Meskipun jumlah wartawan eks-Tempo lebih banyak, para jurnalis Tempo terbelah dua. Separuh di antaranya berseberangan dengan
Goenawan Mohamad, dan memilih bergabung mendirikan
Gatra, yang dimodali oleh
Bob Hassan.
Hal ini menimbulkan friksi di antara sesama eks-Tempo sendiri, sehingga
sempat memunculkan wacana "boikot Gatra". AJI waktu itu memilih tidak
mengeluarkan sikap resmi soal Gatra ini, karena dipandang lebih
merupakan masalah internal Tempo.
Dari sekian jurnalis eks-Tempo yang tidak bergabung ke Gatra, juga
tidak semuanya aktif di AJI. Sebagian mereka ikut mendirikan Tabloid
Kontan, dan sejak itu tak banyak aktif di AJI, meski pada awalnya
sebagian mereka ikut menandatangani Deklarasi Sirnagalih.
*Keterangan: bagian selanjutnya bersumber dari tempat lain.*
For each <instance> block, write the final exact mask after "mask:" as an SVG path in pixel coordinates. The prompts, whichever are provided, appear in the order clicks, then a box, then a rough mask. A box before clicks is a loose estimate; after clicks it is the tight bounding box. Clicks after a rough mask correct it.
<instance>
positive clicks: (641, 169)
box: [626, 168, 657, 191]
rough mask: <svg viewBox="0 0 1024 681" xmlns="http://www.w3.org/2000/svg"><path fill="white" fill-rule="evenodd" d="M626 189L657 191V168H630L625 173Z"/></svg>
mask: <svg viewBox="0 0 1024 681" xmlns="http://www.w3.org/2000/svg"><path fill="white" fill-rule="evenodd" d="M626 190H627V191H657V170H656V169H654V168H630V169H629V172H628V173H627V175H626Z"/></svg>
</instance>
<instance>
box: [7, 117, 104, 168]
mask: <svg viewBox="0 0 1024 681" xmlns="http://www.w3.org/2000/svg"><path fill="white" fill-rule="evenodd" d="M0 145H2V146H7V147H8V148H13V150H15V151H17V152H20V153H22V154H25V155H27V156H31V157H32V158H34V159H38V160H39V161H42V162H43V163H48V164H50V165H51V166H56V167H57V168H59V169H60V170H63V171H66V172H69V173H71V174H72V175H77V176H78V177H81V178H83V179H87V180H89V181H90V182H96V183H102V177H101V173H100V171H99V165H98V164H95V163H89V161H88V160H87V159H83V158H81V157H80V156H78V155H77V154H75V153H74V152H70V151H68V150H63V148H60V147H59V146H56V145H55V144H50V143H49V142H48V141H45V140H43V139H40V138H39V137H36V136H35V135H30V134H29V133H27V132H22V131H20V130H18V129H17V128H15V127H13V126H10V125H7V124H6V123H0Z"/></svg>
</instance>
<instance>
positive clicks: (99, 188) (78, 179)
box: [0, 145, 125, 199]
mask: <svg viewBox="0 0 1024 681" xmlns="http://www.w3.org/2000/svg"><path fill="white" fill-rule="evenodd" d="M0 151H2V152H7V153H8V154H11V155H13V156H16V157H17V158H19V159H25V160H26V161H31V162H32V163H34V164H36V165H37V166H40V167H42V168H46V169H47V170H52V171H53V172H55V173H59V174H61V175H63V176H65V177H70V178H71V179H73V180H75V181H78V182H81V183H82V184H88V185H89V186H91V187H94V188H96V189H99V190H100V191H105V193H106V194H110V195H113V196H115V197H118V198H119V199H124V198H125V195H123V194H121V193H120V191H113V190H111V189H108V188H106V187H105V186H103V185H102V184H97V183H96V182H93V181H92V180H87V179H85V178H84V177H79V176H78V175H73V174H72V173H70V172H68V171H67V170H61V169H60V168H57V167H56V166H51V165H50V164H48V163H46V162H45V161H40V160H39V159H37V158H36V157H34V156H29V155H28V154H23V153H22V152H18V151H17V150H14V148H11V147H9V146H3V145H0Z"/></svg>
Di sisi lain, cukup banyak jurnalis-aktivis, yang menggerakkan roda
organisasi AJI pada masa awal berdirinya, justru berasal dari grup media
yang bukan korban pembreidelan. Mereka antara lain: Stanley Adi
Prasetyo (Jakarta-Jakarta), Meirizal Zulkarnain (Bisnis Indonesia),
Hasudungan Sirait (Bisnis Indonesia), Rin Hindryati (Bisnis Indonesia),
Satrio Arismunandar (Kompas), Dhia Prekasha Yoedha (Kompas), Santoso
(Forum Keadilan), Ayu Utami (Forum Keadilan), Andreas Harsono (The
Jakarta Post), Ati Nurbaiti (The Jakarta Post), Roy Pakpahan (Suara
Pembaruan), dan lain-lain.
Mengapa bernama AJI? Meski sejak awal sudah merancang ke arah
pembentukan organisasi jurnalis alternatif, dalam diskusi 6 Agustus
malam di Sirnagalih itu, tampak bahwa gagasan para peserta sangat
beragam. Dalam diskusi pleno itu, mengemuka bahwa pembentukan forum
komunikasi, paguyuban, atau bentuk apapun di luar organisasi profesi,
tidak akan efektif dan tak akan dianggap penting oleh PWI atau
pemerintah. Karena PWI yang dikooptasi penguasa adalah organisasi
profesi jurnalis, maka imbangan yang pas terhadap PWI juga harus
berbentuk organisasi profesi jurnalis, namun dengan sifat yang
independen terhadap pemerintah.
Forum akhirnya sepakat membentuk organisasi profesi jurnalis.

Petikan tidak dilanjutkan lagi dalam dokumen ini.